Cyclic-array sequencing methods, such as fluorescent in situ sequencing, pyrosequencing, and single-molecule methods, take advantage of the power of parallel sequencing. These methods use repeated cycles of polymerase extension, or synthesis, with one nucleotide at each step. The magnitude of the signal during each cycle can be used to infer the order of bases in each sequence. All cyclical methods involve amplification steps that are spatially isolated. One company, 454 Corporation, scaled up pyrosequencing by using thousands of parallel picoliter-volume PCR amplifications. One difficulty with cyclic-array methods is consecutive runs of the same base. Relative amounts of signal may be used to reveal the length of those runs, but one solution involves reversible terminators that would enable simultaneous use of all four bases. Another cyclic-array method eliminates the need for amplification by directly sequencing single molecules. Some companies developing this technology include Solexa, Genovoxx, Nanofluidics, and Helicos. But our group recognized that significant public and private funding would need to be in place for these companies to develop new technology, in addition to a biological driver.
Mark Guyer told the group that the National Human Genome Research Institute is spending $25 million per year in grants to (1) reduce the cost of sequencing by two orders of magnitude to $100,000 within 5 years and (2) to reduce that to $1,000 over the next 10 years. Ron Davis said, “I think it’s technically feasible in 10 years.” Robert Waterston, who worked on the first human genome, told the group, “It’s going to be done.” He noted that Solexa would release a machine next year that it says will give 10-fold coverage of the genome for $100,000. That price tag will only get smaller with time.
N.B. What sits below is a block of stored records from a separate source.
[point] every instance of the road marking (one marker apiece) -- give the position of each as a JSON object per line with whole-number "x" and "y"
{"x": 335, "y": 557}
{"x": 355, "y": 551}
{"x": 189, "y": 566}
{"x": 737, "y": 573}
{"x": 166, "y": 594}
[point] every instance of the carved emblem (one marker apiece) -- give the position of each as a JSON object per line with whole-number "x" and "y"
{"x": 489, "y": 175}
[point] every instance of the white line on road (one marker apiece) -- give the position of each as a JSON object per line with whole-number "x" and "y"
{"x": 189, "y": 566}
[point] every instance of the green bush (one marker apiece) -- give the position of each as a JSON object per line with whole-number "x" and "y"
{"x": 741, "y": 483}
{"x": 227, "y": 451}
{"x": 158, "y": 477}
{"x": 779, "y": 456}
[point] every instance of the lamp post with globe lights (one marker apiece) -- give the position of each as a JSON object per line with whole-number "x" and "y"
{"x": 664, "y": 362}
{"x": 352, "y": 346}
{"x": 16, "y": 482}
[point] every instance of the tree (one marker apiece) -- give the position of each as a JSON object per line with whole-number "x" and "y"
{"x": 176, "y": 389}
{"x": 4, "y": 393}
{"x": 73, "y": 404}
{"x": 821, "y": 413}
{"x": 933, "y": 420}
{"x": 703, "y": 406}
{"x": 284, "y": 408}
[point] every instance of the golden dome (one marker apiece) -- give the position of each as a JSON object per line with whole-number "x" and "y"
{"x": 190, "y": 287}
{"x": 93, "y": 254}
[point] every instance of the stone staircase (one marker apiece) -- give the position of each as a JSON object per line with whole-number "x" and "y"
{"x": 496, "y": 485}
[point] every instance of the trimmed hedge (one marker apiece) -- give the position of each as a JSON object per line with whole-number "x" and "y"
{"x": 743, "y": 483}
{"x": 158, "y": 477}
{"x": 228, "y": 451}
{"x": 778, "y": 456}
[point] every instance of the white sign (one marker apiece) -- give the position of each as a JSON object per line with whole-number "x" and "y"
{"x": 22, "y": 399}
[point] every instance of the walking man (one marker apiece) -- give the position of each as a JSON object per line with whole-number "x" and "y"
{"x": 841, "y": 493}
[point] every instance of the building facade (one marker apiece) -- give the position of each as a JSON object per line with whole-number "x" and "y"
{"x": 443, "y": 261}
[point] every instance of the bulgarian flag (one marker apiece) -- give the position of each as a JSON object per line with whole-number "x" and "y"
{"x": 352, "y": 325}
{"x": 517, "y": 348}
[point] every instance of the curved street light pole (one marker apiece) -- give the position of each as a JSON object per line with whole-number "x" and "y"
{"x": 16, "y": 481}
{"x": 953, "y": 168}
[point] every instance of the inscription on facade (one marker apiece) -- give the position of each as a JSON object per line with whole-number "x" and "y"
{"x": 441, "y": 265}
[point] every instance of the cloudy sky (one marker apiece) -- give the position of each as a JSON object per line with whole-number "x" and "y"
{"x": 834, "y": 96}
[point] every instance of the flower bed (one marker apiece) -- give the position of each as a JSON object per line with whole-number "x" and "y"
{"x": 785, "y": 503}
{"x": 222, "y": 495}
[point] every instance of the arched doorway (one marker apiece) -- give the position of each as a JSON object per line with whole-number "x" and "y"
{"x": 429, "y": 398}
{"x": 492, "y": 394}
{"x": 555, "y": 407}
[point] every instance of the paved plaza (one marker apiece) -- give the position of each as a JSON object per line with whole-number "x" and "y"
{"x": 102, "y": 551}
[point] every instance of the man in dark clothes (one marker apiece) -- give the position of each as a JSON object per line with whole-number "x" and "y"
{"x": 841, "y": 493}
The genome isn’t everything
If given the capability of a $1,000 genome tomorrow, Hunt Willard said he would spend a decade doing basic and clinical research, and eventually translate that into clinical care. Everyone agreed, knowing the hurdles of using genomic information in the clinic. The group agreed that a cost-effective human genome would not be a panacea in terms of health care. Eric Topol said, “No matter if you had the whole ball of wax, it’s only a small piece of the story, not including the interaction of genes or environment.” Hunt Willard responded, “But you could do more research faster with the $1,000 genome.”
Even when genomic information can inform medical decisions, physicians may be reluctant to use it. “It’s the technology/culture divide,” Willard said. “If you delivered this information [to clinicians] tomorrow, people would drop it like it’s a hot potato; they’d have no idea what to do with it in the current healthcare climate.” It’s not the healthcare climate that’s to blame. The fact is, science doesn’t yet know what all the information means. Genomics is not ready for prime time in routine medical practice. But Topol voiced the core of what motivates and inspires researchers to improve sequencing technology: “If you can cut through that divide, the opportunities for understanding the biological basis of disease is extraordinary.”